CBC — keep the radio

So keep CBC radio, dump CBC TV (and save $1 billion or more out of the taxpayer’s pocket) and let the new technological realities proceed.

The CBC is a successor organization to the Canadian Radio Broadcasting Commission, established in 1932 by the Conservative government of R.B. Bennett.

Succinctly, its mandate is to provide a wide range of programming that “informs, enlightens and entertains.”

Within that mandate it is required to pay attention to a multitude of considerations such as regionalism, cultural expression, official language representation, equivalent quality in English and French, contribute to national identity and reflect multiculturalism and multi racialism.

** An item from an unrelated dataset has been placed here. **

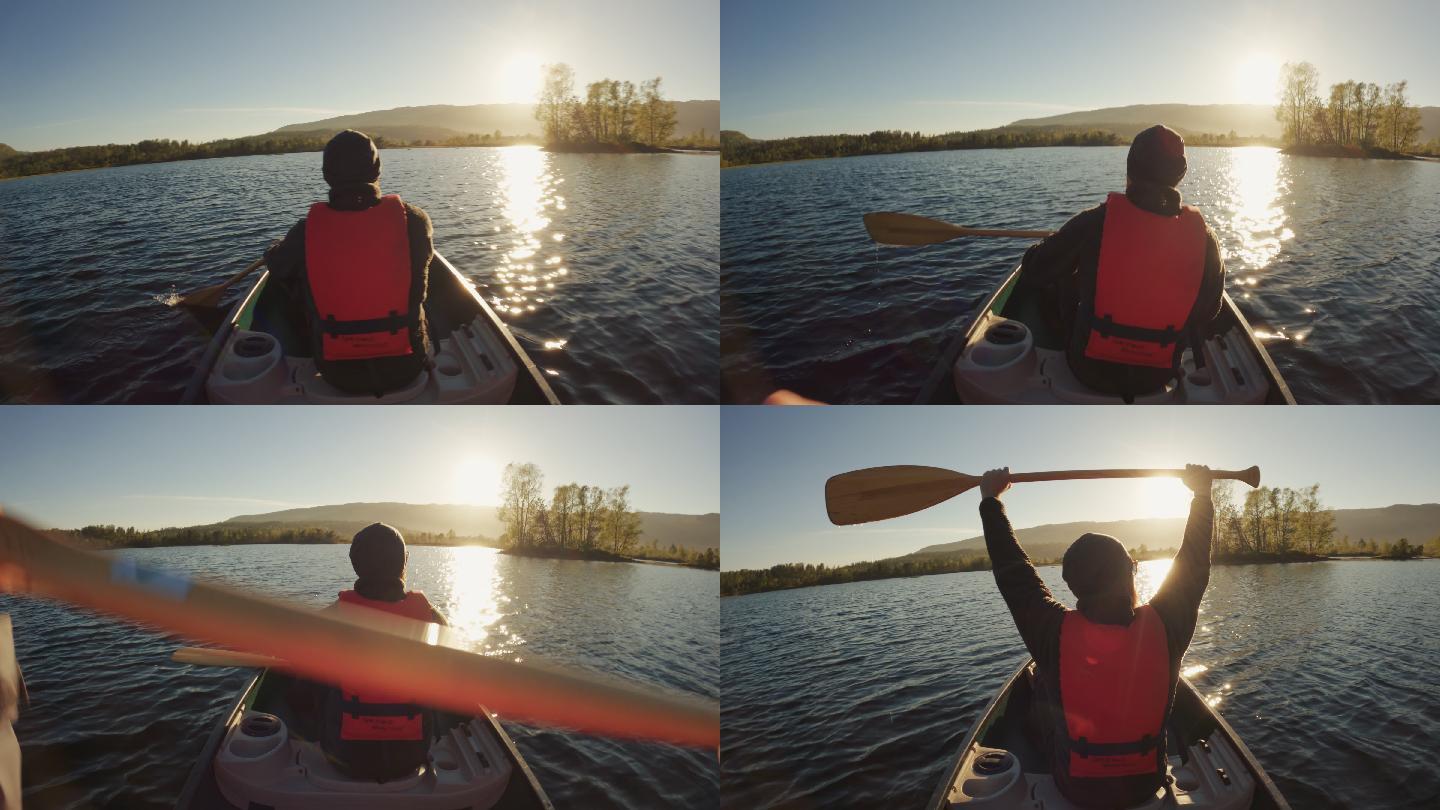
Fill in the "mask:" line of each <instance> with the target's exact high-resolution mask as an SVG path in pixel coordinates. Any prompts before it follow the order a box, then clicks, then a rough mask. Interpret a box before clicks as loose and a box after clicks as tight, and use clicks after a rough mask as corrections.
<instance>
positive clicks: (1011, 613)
mask: <svg viewBox="0 0 1440 810" xmlns="http://www.w3.org/2000/svg"><path fill="white" fill-rule="evenodd" d="M1184 481H1185V486H1188V487H1189V489H1191V491H1194V493H1195V496H1194V499H1192V500H1191V504H1189V522H1188V523H1187V525H1185V539H1184V542H1182V543H1181V549H1179V553H1178V555H1175V561H1174V562H1172V564H1171V569H1169V575H1168V577H1166V578H1165V582H1164V584H1162V585H1161V587H1159V589H1158V591H1156V592H1155V595H1153V597H1152V598H1151V601H1149V602H1146V604H1143V605H1142V604H1139V597H1138V595H1136V589H1135V571H1136V568H1138V564H1136V562H1135V561H1133V559H1130V555H1129V552H1126V551H1125V546H1123V545H1120V542H1119V540H1117V539H1115V538H1112V536H1107V535H1093V533H1087V535H1081V536H1080V539H1077V540H1076V542H1074V543H1071V545H1070V548H1068V549H1067V551H1066V555H1064V564H1063V566H1061V577H1063V578H1064V581H1066V585H1068V587H1070V591H1071V592H1074V595H1076V608H1074V610H1071V608H1067V607H1066V605H1063V604H1060V602H1058V601H1057V600H1056V598H1054V597H1053V595H1051V594H1050V588H1047V587H1045V584H1044V581H1043V579H1041V578H1040V574H1037V572H1035V566H1034V565H1032V564H1031V562H1030V558H1028V556H1027V555H1025V552H1024V549H1021V548H1020V542H1018V540H1017V539H1015V532H1014V530H1012V529H1011V525H1009V519H1008V517H1007V516H1005V507H1004V506H1002V504H1001V502H999V496H1001V494H1002V493H1004V491H1005V490H1007V489H1009V470H1008V468H1004V470H991V471H989V473H985V476H982V477H981V507H979V509H981V520H982V523H984V526H985V549H986V551H988V552H989V558H991V564H992V565H994V572H995V584H996V585H999V592H1001V595H1002V597H1004V598H1005V605H1007V607H1008V608H1009V614H1011V617H1012V618H1014V620H1015V627H1017V628H1018V630H1020V637H1021V638H1022V640H1024V643H1025V649H1028V650H1030V654H1031V657H1034V659H1035V683H1034V693H1035V696H1037V699H1035V703H1034V711H1032V713H1031V716H1030V718H1027V731H1028V735H1030V736H1031V741H1032V744H1035V745H1037V747H1038V749H1040V751H1041V752H1043V755H1045V757H1048V760H1050V764H1051V771H1053V774H1054V780H1056V785H1057V787H1058V788H1060V791H1061V793H1063V794H1064V796H1066V798H1068V800H1070V801H1071V803H1074V804H1079V806H1081V807H1129V806H1133V804H1139V803H1140V801H1145V800H1148V798H1151V797H1153V796H1155V791H1156V790H1159V788H1161V785H1162V784H1164V778H1165V728H1166V724H1168V721H1169V712H1171V706H1172V705H1174V702H1175V686H1176V680H1178V677H1179V664H1181V659H1182V657H1184V656H1185V649H1187V647H1188V646H1189V641H1191V637H1192V636H1194V634H1195V620H1197V617H1198V614H1200V600H1201V597H1202V595H1204V592H1205V587H1207V585H1208V584H1210V533H1211V525H1212V523H1214V506H1212V503H1211V500H1210V489H1211V479H1210V468H1208V467H1200V466H1194V464H1188V466H1187V467H1185V476H1184Z"/></svg>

Even Solomon would have difficulty with that tangle.

I enjoy CBC radio very much. It is a medium that is better adapted to deal with the foregoing criteria. It is a cheaper system to operate and covers Canada’s vastness. CBC radio’s share is now three times larger than the audience share of CBC-TV. It should be strongly supported.

I do not enjoy CBC television and have stopped watching it. According to Canadian Media Research, CBC-TV ratings are down to the level of a specialty channel, with five per cent of the viewers. It seems other Canadians are thinking along my lines. Even the highly-touted CBC News does not figure in the top 30 English programs week after week (See Numeris web site). But the CTV Evening News does.

CBC has become irrelevant except to an elitist Toronto group which has captured it. Perhaps others, like myself, are tired of hearing endless cries for social justice, rights for everything and everyone, or the evils of capitalism. Have you noticed the Liberal and NDP signs dancing around the ‘Vote CBC’ ones? Balanced and objective the CBC is not.

So keep CBC radio, dump CBC TV (and save $1 billion or more out of the taxpayer’s pocket) and let the new technological realities proceed.